Made my bones playing ledgeball on the block, but during college
no taxi’d drive back into the Southside snatch-‘n-grab boarded up
storefronts below Chicago’s elevated trains. Hertz’d have none of it;
Avis required signing stacks of notarized waivers. Bounding four flights,
I’m scrutinized by a scraggly old gent who cackled, Beg pardon, lookie
we got here in Spookville! – slamming the door before could catch my breath.
Back in the 50s, 71st and Jeffery seemed just booooring Jewish
(no one’d buy Christmas cards I sold door-to-door) except my riverboat
gambler Uncle Sugar whose fortunes handicapping the Daily Racing Form
turned a 3-hole Buick Special into a jalopy into a cherry Impala with rims
— you know that kind of thingamajig. But thanks to auspicious demographics,
later on playing with house money, I faked having survived the Blackstone Rangers.
ii.
Planning better lives, when they got the chance my parents moved
our quartet through prairie dog towns west to another walk-up
in paradise so Sis and I’d do well at the best available LA public schools.

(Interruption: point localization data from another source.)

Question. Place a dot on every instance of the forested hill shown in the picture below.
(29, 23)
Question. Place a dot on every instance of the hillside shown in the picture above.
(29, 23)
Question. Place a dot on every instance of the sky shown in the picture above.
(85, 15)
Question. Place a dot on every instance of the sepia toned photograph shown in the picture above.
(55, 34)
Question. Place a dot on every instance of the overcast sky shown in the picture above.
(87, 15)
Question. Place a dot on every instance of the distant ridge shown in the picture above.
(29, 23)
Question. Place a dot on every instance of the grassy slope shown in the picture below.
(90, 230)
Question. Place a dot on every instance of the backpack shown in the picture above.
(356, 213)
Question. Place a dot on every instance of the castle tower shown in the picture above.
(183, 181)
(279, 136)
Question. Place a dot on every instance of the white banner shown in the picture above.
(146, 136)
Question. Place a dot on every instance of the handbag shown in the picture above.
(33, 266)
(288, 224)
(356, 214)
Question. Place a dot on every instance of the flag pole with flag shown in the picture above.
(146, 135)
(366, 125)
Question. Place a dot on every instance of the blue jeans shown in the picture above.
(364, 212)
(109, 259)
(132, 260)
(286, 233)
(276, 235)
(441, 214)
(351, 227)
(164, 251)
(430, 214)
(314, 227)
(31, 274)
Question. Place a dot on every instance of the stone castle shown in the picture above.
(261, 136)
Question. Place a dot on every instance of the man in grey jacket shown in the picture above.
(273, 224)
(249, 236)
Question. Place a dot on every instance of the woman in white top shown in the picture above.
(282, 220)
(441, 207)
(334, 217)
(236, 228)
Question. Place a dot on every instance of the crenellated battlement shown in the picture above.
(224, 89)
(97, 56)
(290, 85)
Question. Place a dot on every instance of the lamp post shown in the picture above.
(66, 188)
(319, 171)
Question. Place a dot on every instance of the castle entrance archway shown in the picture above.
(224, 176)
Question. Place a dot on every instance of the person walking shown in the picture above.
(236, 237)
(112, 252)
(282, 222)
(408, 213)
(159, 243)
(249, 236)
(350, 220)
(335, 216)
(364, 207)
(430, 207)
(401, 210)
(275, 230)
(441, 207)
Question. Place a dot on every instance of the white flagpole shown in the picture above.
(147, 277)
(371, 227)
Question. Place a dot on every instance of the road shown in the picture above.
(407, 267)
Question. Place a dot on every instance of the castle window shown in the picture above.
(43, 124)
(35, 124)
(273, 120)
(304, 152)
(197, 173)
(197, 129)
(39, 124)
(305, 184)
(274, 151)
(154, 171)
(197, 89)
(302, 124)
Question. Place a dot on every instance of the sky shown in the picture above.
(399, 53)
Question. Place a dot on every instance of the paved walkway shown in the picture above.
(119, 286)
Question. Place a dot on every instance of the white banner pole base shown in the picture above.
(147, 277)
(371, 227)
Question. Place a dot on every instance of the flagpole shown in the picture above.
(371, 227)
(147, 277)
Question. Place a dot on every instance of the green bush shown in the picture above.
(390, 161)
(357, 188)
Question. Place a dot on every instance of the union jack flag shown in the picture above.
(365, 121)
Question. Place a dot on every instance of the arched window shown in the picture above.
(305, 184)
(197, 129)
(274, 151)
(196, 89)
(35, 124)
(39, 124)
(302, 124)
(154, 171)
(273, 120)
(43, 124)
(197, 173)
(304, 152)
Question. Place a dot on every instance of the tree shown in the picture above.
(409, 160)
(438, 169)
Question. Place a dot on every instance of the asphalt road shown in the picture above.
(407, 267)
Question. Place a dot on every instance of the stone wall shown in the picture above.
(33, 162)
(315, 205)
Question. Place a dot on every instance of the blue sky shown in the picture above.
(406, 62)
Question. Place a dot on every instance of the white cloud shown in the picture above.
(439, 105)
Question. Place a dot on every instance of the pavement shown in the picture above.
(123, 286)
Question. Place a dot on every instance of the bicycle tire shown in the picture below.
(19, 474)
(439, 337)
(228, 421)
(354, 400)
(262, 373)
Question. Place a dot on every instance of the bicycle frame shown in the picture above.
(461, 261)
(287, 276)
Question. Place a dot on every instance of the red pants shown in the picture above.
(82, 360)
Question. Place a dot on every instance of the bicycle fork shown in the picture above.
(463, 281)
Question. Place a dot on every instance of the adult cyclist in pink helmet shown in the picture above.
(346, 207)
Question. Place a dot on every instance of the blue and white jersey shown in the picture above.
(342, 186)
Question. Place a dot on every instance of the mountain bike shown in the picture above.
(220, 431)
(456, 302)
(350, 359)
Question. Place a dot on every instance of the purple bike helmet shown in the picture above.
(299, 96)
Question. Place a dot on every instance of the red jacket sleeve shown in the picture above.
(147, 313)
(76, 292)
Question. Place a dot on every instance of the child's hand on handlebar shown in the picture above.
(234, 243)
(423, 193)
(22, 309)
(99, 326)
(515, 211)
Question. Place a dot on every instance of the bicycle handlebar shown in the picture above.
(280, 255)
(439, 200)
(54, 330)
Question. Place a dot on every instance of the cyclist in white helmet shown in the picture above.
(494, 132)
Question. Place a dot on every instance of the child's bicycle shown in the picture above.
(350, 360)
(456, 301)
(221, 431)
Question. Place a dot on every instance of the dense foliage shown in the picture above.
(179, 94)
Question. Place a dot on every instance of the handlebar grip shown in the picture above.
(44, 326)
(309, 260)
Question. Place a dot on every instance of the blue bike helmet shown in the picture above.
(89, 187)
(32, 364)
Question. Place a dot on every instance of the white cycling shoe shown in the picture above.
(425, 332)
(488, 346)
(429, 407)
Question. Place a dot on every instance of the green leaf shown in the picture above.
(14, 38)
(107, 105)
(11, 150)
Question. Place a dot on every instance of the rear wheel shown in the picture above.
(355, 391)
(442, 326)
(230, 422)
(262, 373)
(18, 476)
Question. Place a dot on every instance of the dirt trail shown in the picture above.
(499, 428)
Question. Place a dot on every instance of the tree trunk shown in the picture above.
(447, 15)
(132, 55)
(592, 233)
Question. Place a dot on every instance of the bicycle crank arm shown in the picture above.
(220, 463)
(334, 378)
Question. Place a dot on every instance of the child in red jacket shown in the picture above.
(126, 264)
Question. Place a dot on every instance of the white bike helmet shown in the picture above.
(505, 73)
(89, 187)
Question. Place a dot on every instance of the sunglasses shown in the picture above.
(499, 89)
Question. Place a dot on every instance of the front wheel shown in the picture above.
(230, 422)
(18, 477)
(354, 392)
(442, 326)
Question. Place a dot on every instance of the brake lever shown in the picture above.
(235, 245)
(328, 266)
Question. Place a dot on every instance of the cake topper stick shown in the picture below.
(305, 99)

As it happened, right up the alley of my lifelong partner whom I’d eventually
meet during high school, she spent indifferent time playing in the same alley
— though we didn’t figure it out until four decades had passed.

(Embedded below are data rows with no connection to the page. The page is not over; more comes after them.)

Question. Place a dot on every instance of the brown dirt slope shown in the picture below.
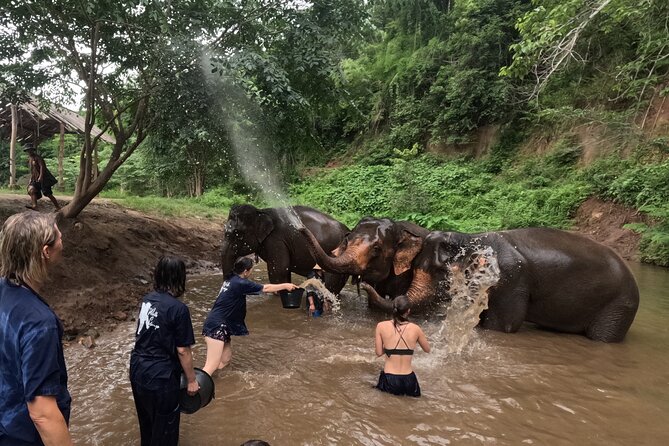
(109, 253)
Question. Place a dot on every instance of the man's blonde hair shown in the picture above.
(21, 241)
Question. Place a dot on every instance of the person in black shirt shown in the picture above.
(41, 180)
(227, 316)
(162, 351)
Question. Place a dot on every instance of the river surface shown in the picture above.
(303, 381)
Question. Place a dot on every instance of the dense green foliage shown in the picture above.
(468, 115)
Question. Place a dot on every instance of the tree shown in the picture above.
(557, 33)
(113, 49)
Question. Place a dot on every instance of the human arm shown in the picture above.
(378, 341)
(186, 360)
(274, 287)
(49, 421)
(422, 341)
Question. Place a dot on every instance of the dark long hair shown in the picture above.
(170, 276)
(241, 265)
(401, 305)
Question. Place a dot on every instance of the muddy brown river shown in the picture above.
(302, 381)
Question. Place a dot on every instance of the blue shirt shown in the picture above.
(163, 325)
(230, 306)
(31, 361)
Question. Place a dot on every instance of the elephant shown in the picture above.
(378, 251)
(556, 279)
(271, 235)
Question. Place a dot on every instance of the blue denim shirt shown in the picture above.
(31, 361)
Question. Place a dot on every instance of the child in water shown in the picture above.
(315, 299)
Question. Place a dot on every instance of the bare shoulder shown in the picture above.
(383, 325)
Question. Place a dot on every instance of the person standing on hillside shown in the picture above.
(227, 316)
(35, 401)
(41, 179)
(162, 351)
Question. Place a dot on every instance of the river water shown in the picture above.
(302, 381)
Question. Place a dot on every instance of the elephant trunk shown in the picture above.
(344, 264)
(375, 300)
(228, 256)
(421, 289)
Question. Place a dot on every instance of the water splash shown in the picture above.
(252, 153)
(469, 281)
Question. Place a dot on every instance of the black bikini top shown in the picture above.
(398, 351)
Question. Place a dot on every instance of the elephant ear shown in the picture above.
(264, 226)
(408, 247)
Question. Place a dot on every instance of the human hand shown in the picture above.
(192, 388)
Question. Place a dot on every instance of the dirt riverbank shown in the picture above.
(109, 253)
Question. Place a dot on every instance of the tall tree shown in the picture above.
(116, 50)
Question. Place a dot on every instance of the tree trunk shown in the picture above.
(61, 156)
(12, 148)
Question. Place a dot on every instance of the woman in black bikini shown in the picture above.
(397, 339)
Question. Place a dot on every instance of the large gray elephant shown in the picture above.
(272, 234)
(378, 251)
(555, 279)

When Dad’s finances afford it, he relocated us to a ramshackle fixer-upper
a few miles north in the part of town the world thinks of as Beverly Hills;
the miniscule antique swimming pool’s hand-painted tiles were a drainless cesspit.

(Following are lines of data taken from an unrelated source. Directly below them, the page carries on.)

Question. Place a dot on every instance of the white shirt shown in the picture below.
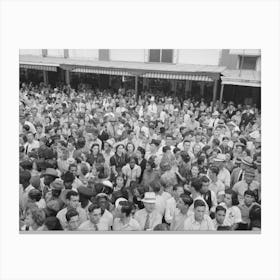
(132, 225)
(141, 217)
(205, 224)
(88, 225)
(107, 219)
(170, 210)
(233, 215)
(152, 109)
(160, 204)
(28, 147)
(217, 187)
(224, 177)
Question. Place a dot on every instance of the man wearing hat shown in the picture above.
(248, 183)
(52, 197)
(153, 151)
(103, 202)
(47, 178)
(152, 109)
(230, 110)
(72, 202)
(224, 175)
(85, 194)
(238, 173)
(213, 122)
(148, 217)
(108, 152)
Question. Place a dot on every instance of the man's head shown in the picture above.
(72, 199)
(68, 179)
(95, 148)
(249, 176)
(177, 191)
(205, 184)
(132, 162)
(72, 218)
(94, 213)
(220, 214)
(126, 209)
(249, 197)
(199, 210)
(169, 140)
(184, 202)
(30, 137)
(73, 169)
(196, 186)
(214, 171)
(187, 145)
(149, 201)
(102, 201)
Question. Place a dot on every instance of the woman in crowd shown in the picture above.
(108, 145)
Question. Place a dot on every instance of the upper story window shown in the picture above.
(164, 55)
(248, 62)
(103, 54)
(44, 52)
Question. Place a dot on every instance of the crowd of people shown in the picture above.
(113, 161)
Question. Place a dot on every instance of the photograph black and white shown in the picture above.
(141, 140)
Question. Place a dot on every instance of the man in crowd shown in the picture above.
(84, 144)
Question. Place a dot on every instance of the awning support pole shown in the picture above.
(221, 95)
(136, 86)
(67, 77)
(45, 76)
(214, 93)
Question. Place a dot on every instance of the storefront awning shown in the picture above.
(178, 77)
(194, 72)
(40, 66)
(248, 78)
(101, 71)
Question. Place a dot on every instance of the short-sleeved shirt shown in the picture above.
(132, 225)
(206, 224)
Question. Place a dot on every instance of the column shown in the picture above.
(215, 87)
(221, 94)
(46, 78)
(67, 77)
(202, 85)
(26, 74)
(136, 86)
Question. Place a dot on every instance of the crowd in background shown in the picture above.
(102, 160)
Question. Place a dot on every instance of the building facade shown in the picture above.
(182, 72)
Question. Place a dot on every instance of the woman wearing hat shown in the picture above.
(118, 160)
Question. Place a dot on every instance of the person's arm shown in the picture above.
(237, 219)
(210, 224)
(214, 202)
(168, 212)
(227, 180)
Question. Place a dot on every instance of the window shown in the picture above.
(44, 52)
(165, 56)
(66, 53)
(247, 62)
(103, 54)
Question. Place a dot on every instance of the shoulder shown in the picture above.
(139, 213)
(84, 225)
(62, 212)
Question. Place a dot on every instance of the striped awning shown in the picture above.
(102, 71)
(40, 66)
(178, 77)
(249, 78)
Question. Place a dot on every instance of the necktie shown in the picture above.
(26, 149)
(147, 223)
(240, 176)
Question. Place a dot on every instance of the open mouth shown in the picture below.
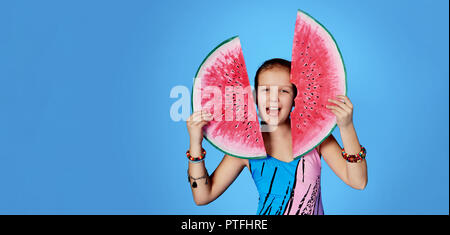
(273, 111)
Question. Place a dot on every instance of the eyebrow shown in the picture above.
(284, 86)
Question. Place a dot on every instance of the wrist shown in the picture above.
(347, 127)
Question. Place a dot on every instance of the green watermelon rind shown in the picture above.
(345, 73)
(192, 100)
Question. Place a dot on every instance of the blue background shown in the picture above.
(84, 101)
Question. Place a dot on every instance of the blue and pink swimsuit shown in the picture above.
(288, 188)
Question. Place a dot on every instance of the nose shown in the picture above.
(273, 96)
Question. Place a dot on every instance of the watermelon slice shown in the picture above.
(222, 87)
(318, 71)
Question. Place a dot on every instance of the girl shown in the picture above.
(285, 185)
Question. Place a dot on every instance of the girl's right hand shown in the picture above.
(195, 123)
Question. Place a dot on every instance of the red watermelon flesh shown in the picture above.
(318, 72)
(222, 87)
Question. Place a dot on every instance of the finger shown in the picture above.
(207, 116)
(346, 99)
(340, 104)
(336, 113)
(338, 109)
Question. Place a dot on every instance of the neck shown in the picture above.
(279, 132)
(279, 141)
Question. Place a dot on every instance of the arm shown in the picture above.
(224, 175)
(353, 174)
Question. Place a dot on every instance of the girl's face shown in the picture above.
(275, 95)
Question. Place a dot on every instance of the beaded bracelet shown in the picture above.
(355, 158)
(198, 159)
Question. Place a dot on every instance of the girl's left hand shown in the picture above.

There no one played on the block or in the alley where only maids went.
Took months to get invited into mansions with triple-stemmed cherries, big rock
candy soda fountains, tennis courts — if you can believe it, even Otis elevators.
iii.
Harvard pre-med home the summer of South Central’s riots of 1965, I’d volunteered
to administer vaccines at the Watts Health Center. Maneuvering to avoid pepper spray/
duck snipers in here while outside, establishments burned and Crips pulsated blood,
jostled below window level by ex-gangbanger Community Organizer Julio Bates
(nicknamed Master), my high-tops bid to establish bogus street cred
based on résumé more than cajones: “No problemo. I was raised in Chiraq.”